Shinjuku is the ward that contains multitudes. Its station is the busiest on Earth, and everything radiates out from it in wildly different directions. West is a wall of corporate skyscrapers and government towers; east is department stores, then the largest red-light district in Asia. Walk fifteen minutes in any direction and the ward changes its clothes completely.
For investors and relocators, that variety is the whole point. You can find a polished executive rental in a Nishi-Shinjuku tower, a French-flavored hillside flat in Kagurazaka, a student-cheap room near Takadanobaba, or a calm family base by Shinjuku-Gyoen — all under one ward office. Connectivity is unmatched: nearly every major line passes through, plus the Narita and Haneda airport buses.

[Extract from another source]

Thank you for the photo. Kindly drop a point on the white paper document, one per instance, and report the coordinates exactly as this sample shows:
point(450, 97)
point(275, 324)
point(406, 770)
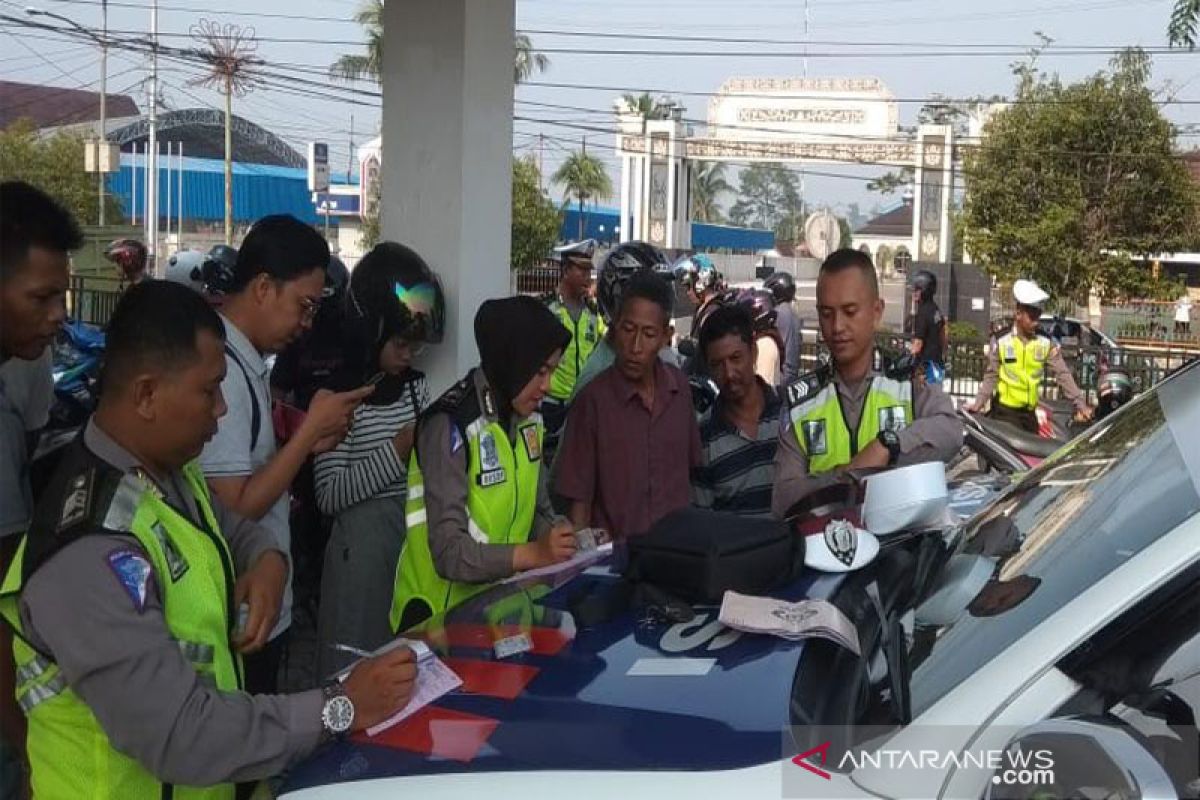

The trade-off is intensity. Central Shinjuku is crowded, loud, and at night a little raw around Kabukicho. But pockets of genuine calm survive — old temple lanes, the giant national garden, the bookshop-and-cafe culture around Kagurazaka and Yotsuya — and they're what make long-term living here work. This is a ward you pick for energy and access, then carve out your own quiet corner within it.
Key neighbourhoods
- Shinjuku (station core)
- The beating heart — department stores, endless dining, and the world's busiest station. Pure convenience, never quiet.
- Kabukicho
- Asia's most famous nightlife and red-light district: host clubs, izakaya, neon. Thrilling to visit, not where most choose to live.
- Nishi-Shinjuku
- The skyscraper district — the twin-towered Metropolitan Government building, five-star hotels, corporate HQs. Executive towers and serviced apartments.
- Kagurazaka
- Cobbled hillside lanes, French bistros, geisha-era alleys and hidden restaurants. Tokyo's most romantic, Euro-flavored neighborhood — coveted and pricey.
- Yotsuya
- Buttoned-up and central, with embassies, schools, and easy access to the Imperial moat. Quiet, professional, well-connected family territory.
- Takadanobaba
- Student town anchored by Waseda University — cheap eats, ramen, secondhand books. Lively, young, and the ward's best-value rentals.
- Okubo
- Tokyo's Koreatown and most international quarter — Korean BBQ, halal groceries, every accent. Diverse, dense, and inexpensive.
- Shinjuku-Gyoen
- The streets ringing the vast national garden — leafy, calm, and surprisingly residential for somewhere this central. A green oasis worth the premium.